Normally Henry would be careful about speaking this forthrightly with Hans lest he damaged his friend’s future authority, but he knew that Nightingale wasn’t the garden variety guardsman in relation to the future Lord of Rattay, and the younger guardsmen were all sound asleep.

“I see your point,” Hans conceded. “But you have to admit it doesn’t look half as protective as mine or even Jaroslav’s.”

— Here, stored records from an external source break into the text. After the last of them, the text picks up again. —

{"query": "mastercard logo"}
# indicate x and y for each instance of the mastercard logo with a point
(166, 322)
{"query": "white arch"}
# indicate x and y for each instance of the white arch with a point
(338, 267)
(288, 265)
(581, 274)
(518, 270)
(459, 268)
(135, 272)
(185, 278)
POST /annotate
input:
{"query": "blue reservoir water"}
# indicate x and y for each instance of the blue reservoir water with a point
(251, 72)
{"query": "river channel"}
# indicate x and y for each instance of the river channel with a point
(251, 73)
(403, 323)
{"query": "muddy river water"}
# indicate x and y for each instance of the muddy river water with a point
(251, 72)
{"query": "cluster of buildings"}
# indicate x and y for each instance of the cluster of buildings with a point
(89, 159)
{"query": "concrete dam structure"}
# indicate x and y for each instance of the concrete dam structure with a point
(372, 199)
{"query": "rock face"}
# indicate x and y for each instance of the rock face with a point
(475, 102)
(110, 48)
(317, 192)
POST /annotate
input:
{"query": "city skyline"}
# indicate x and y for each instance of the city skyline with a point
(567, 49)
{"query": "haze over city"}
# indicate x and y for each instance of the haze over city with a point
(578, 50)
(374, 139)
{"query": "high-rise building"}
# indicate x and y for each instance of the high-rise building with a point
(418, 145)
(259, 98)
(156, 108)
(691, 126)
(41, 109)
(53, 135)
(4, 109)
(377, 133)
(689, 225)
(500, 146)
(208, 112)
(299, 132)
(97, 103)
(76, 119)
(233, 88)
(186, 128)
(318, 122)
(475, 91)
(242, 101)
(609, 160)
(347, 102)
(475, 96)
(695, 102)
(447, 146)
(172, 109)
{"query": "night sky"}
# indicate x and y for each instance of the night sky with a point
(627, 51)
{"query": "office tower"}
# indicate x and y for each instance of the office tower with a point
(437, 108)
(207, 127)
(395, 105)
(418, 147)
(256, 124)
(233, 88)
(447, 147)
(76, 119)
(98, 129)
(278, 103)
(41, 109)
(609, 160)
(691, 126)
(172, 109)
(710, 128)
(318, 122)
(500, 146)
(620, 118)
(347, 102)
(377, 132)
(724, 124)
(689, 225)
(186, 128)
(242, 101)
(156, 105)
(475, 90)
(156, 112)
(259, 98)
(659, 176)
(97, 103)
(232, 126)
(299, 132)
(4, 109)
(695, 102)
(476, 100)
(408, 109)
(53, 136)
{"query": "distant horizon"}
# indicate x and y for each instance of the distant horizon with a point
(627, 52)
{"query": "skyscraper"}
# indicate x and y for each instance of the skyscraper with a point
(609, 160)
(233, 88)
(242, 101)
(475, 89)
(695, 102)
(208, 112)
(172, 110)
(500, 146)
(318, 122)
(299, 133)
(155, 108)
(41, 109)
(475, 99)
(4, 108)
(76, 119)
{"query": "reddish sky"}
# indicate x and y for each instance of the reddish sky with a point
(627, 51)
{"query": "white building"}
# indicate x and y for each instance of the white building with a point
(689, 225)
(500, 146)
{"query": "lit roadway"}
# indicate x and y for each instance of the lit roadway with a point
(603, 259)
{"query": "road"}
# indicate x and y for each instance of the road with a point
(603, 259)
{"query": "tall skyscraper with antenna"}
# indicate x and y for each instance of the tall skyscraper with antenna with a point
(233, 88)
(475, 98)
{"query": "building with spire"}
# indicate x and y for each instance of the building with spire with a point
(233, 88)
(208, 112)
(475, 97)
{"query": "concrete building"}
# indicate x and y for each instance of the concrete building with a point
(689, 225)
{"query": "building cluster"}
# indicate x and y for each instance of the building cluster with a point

“That’s because it isn’t. It’s enough to stop a cheap arrow or two, but a bandit with an axe can become a problem quite quickly. But I don’t rely on defence.”

He heard both Hans and Jaroslav snicker about his dead-pan statement.

“Well, so much is obvious,” Hans agreed. “You’ve killed what – three hundred of them? And if the rumours are true, the Ledechko blacksmith and your armoursmith in Pribyslavitz both became quite wealthy men in the process.”

“I don’t keep an exact count, but I suspect two hundred fifty bandits and about a hundred Cumans, not counting those we killed in the large battles. And of course I’m not leaving any good kit lying around when I’m done with them. Sold most of the stuff to the traders in Ledechko and later in Pribyslavitz. Mind you, they had a lot of repairing to do before selling it on.”

Hans couldn’t help but laugh. “I suspect most of your kit are ‘kind’ donations then?”